Billy was staring abashedly down at his feet now but he made a slight gesture with his beer glass toward the other side of the room. Cage looked up and caught Mary Lincoln's disapproving stare an instant before she realized it had been noticed. Her countenance shifted so fast—she was laughing now about something with her friend Mercy—that Cage wasn't sure if the angry flash in her eyes had not been an illusion.

“She doesn't like me,” Billy said. “She doesn't like me and she doesn't trust me around her noble husband.”

“She told you that?”

“She won't tell me that or anything else. She won't look at me except to stare a hole through me. I drink with too much robustity—I'm pretty sure that's her problem. Her husband's a temperance man but he doesn't make himself the judge of the world when it comes to other people's enjoyments.”
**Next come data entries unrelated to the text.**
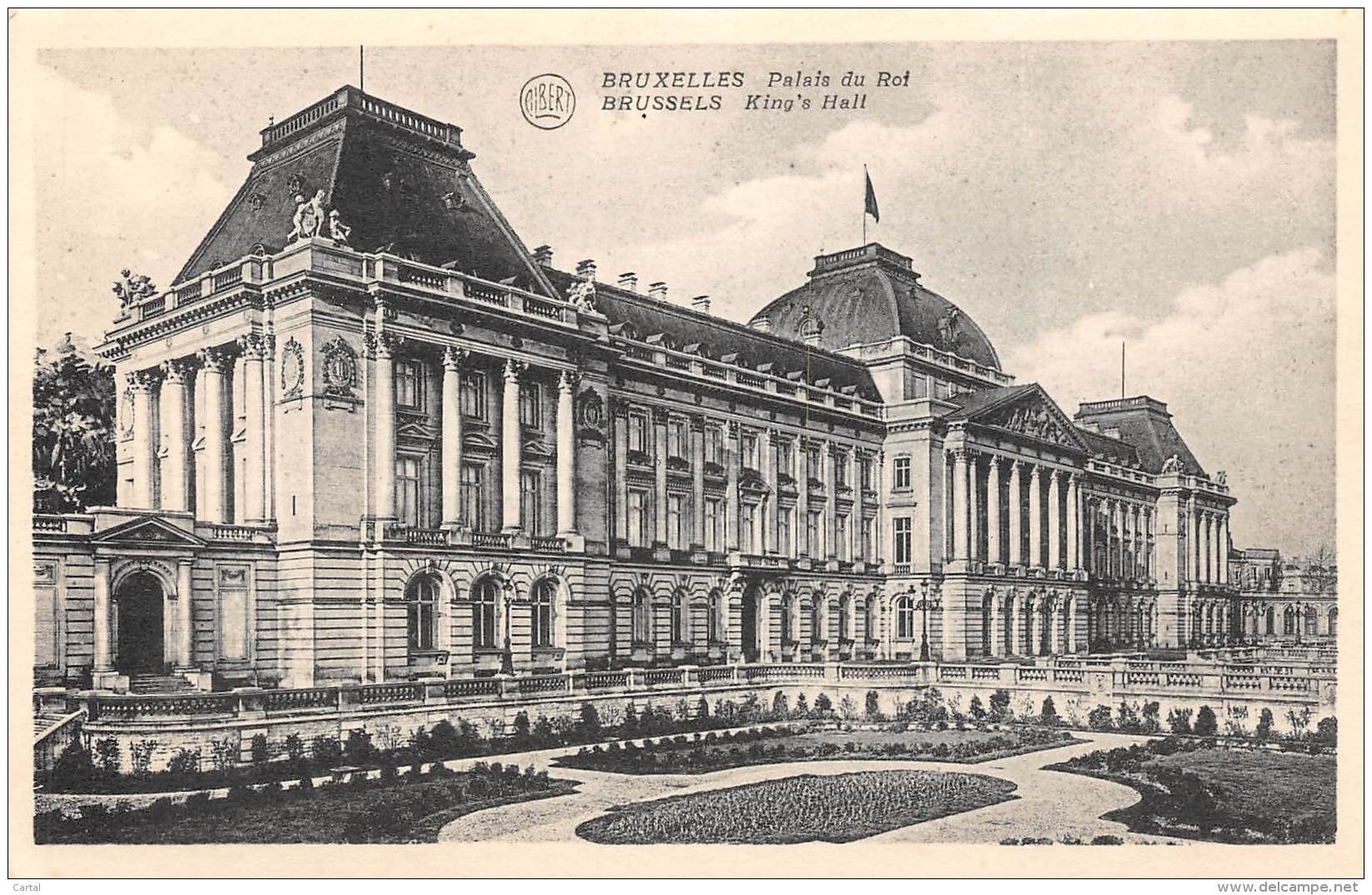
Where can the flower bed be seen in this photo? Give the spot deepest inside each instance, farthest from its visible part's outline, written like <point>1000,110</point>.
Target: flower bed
<point>393,809</point>
<point>837,809</point>
<point>708,752</point>
<point>1199,790</point>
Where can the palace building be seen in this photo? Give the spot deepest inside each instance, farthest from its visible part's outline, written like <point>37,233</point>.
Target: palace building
<point>368,435</point>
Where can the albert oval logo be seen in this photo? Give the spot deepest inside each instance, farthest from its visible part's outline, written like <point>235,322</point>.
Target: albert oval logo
<point>548,100</point>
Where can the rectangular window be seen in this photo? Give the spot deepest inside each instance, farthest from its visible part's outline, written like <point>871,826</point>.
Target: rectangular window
<point>474,395</point>
<point>471,493</point>
<point>902,474</point>
<point>410,385</point>
<point>749,450</point>
<point>902,531</point>
<point>787,460</point>
<point>678,525</point>
<point>531,405</point>
<point>408,490</point>
<point>784,544</point>
<point>714,526</point>
<point>638,433</point>
<point>715,445</point>
<point>638,519</point>
<point>815,465</point>
<point>530,510</point>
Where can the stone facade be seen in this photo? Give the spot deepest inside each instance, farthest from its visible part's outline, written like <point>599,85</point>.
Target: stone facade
<point>406,446</point>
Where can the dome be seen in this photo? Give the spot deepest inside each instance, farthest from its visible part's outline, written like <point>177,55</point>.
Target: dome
<point>873,294</point>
He leaned closer to Cage and whispered sloppily into his ear. “I liked things better when Mr. Lincoln wasn't married. He thinks he's happy with her but he is caged with her now and there's an awful long term ahead.”

Billy was tiresomely drunk and Cage was disposed to ignore his indictment of Mary Lincoln. She was right to glare at him as much as she wished if she felt his conduct showed any risk of undermining her husband's hard-won stature in Illinois. But when he finally made it across the room to have a conversation with Mary for the first time that evening he faced something unexpected. She held out her hand and she smiled and greeted him by name but there was a strange hardness behind her eyes and a flatness in her voice.

“So glad you could come,” she said as if to a stranger, “to help us celebrate Mr. Lincoln's birthday.”

He laughed, assuming her distant tone was some sort of private interplay between two friends who knew each other very well. But her formal smile lingered and there was no warmth in her eyes. He asked her, stumblingly, how she enjoyed her new life at the Globe.

“Very well, thank you. We only have one room, of course, and no one to help with housekeeping. So I'm afraid my domestic skills are constantly being put to the test, but we're very happy indeed. How are you, Cage?”

How are you, Cage? At least she was still using his first name, but she deployed it with such an emotional remove that it could almost have been a taunt. He was thoroughly confused. Yes, he had been cautious about her, especially when it came to her paralyzing effects on Lincoln, but their conversations in the past had never lacked in frankness or warmth.

She looked well, a little stouter than she had been at her wedding, her face full but the skin taut across her cheekbones, flush with health and—he supposed—contentment. But it was a private contentment she had no interest in sharing with him, the man she had more than once singled out as a confidant.

“And your book?” she said. “Is it finished?”

“Finished, yes. Finished and forgotten, I'm afraid.”